„Fleisch“ aus dem Labor geht bald in Serienproduktion

Die Produktion von Fleischersatzprodukten ist ein Geschäft für Großkonzerne. Firmen wie Nestlé oder Tyson Foods sowie Größen der Finanzwelt investieren in „cultured meat“. Nun hat ein Unternehmen aus Israel angekündigt, Kunstfleisch bald für „jedermann“ anbieten zu können.

In Fermentern werden Bindegewebszellen gezüchtet, die man als Fleischsubstanz „ernten“ kann. Foto: Ivan Traimak – stock.adobe.com

Künstliches Fleisch gilt potenten Investoren als „Game Changer“. Das heißt, dass man dem Erzeugnis das Potenzial zuschreibt, den Fleischmarkt zu revolutionieren. Mit einer derart hochtrabenden Ansage ist Ende Juni das in Israel, nahe Tel Aviv, ansässige Unternehmen Future Meat Technologies an die Öffentlichkeit gegangen, als es bekanntgab, eine neue Produktionsanlage in Betrieb zu nehmen, die den Schritt vom Labormaßstab in die skalierbare industrielle Kunstfleischsynthese vollendet.

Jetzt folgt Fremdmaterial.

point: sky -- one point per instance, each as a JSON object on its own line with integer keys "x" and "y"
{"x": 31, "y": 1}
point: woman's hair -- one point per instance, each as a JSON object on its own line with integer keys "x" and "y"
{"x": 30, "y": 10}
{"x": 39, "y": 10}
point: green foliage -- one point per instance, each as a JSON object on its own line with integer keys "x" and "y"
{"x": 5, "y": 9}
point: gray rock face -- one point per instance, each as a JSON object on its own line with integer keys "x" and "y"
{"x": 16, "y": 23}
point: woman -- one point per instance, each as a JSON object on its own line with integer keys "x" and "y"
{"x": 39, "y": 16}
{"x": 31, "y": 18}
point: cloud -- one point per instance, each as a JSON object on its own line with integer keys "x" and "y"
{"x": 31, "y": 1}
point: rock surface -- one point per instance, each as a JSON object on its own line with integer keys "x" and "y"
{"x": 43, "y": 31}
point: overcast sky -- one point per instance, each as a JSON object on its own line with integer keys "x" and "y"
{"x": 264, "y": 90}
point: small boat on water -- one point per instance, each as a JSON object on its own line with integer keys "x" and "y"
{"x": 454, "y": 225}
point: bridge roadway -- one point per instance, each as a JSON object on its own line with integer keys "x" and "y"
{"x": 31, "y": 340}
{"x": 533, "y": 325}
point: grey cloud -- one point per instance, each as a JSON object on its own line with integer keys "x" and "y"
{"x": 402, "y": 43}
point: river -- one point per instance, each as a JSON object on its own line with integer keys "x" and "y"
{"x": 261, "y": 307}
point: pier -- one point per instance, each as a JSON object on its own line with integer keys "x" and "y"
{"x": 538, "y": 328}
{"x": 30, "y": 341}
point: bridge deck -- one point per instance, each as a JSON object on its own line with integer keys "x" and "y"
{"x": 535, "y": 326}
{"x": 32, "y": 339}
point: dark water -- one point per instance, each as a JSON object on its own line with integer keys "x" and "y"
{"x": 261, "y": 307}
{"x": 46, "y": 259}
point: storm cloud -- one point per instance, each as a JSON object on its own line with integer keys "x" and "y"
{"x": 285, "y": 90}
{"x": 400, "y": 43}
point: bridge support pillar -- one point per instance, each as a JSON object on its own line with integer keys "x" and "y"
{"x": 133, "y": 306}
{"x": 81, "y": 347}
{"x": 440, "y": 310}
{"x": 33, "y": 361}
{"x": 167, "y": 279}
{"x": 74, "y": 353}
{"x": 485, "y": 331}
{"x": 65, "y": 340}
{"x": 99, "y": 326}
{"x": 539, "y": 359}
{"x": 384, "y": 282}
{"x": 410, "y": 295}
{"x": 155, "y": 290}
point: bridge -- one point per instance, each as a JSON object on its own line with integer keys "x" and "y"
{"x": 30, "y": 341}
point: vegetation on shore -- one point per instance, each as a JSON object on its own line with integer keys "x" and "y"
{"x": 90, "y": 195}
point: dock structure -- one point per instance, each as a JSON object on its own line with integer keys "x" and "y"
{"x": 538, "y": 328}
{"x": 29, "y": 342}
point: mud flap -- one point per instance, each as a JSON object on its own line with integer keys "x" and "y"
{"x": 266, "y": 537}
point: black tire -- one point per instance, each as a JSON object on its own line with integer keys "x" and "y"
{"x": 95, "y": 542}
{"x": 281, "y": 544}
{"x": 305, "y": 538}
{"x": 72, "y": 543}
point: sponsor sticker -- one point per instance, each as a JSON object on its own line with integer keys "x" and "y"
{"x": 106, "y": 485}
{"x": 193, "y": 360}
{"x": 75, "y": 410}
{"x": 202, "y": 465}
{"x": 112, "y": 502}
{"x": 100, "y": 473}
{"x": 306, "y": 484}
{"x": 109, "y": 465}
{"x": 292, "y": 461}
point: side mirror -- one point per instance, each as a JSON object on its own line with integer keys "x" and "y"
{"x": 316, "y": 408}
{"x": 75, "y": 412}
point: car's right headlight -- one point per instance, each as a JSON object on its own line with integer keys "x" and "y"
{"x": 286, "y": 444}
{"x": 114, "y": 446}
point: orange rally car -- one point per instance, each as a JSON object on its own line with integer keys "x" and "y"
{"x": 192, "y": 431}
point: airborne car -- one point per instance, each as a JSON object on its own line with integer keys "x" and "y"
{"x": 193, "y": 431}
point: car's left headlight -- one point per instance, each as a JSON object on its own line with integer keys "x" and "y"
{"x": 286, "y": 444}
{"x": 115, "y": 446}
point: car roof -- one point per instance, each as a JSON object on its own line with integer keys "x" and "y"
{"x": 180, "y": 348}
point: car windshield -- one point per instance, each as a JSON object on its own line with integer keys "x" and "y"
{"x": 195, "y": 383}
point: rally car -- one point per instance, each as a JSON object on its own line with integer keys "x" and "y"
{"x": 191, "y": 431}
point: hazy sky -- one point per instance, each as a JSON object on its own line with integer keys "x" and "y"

Die Pilotanlage sei in der Lage, täglich 500 kg synthetisches Fleisch zu produzieren, was etwa den Laibchen für 5.000 Hamburger entspreche bzw. etwa der Fleischmenge einer Kuh.

Ein Kilo Hühnerbrust für 7,50 US-Dollar
Aufgrund der Produktion in industriellem Maßstab und rascher Zyklen („20-mal schneller als traditionelle Tierhaltung“) soll die neue Anlage die bisher exorbitant hohen Preise des Kunstfleisches auf das Niveau herkömmlicher Fleischprodukte bringen. Das Kilo Hühnerbrust soll bereits für 7,50 US-Dollar herstellbar sein und damit „leistbar für jedermann“. Neben Hühnerfleisch-Ersatz kann die Anlage auch Kunstfleisch mit Schweine- und Schaf-Typ synthetisieren. Rindfleisch-Ersatz braucht noch weiteren Entwicklungsaufwand.
Die Marktreife und Ausrollung in Supermärkte und Gastronomie will Future Meat bis Mitte 2022 erreichen. Möglich ist auch, dass Produktionsanlagen an weitere Hersteller lizensiert werden. Erste Testmärkte plant man in den USA, die Genehmigung der Produktionsanlage wird aktuell auch in anderen Ländern vorbereitet.
Die Marktaussichten des Produkts haben Großinvestoren überzeugt und zu hohen Investitionen veranlasst. Das erst 2018 gegründete Unternehmen Future Meat konnte bereits kurz nach der Gründung eine Finanzierungsrunde von 14 Millionen US-Dollar abschließen. Im heurigen Jahr haben strategische Partner weitere rund 27 Millionen Dollar bereitgestellt.
Mitte Juli wurde schließlich eine Zusammenarbeit von Future Meat mit dem Nahrungsmittelmulti Nestlé bekanntgegeben. Die Nestlé-Forschung hat bisher überwiegend an pflanzlich basierten Fleischalternativen geforscht. Nun wolle man dies mit der Technologie von Future Meat ergänzen, um den Fleischersatz in Geschmack, Geruch und Textur weiter zu optimieren. Über den finanziellen Aspekt der Zusammenarbeit wurden keine Informationen veröffentlicht.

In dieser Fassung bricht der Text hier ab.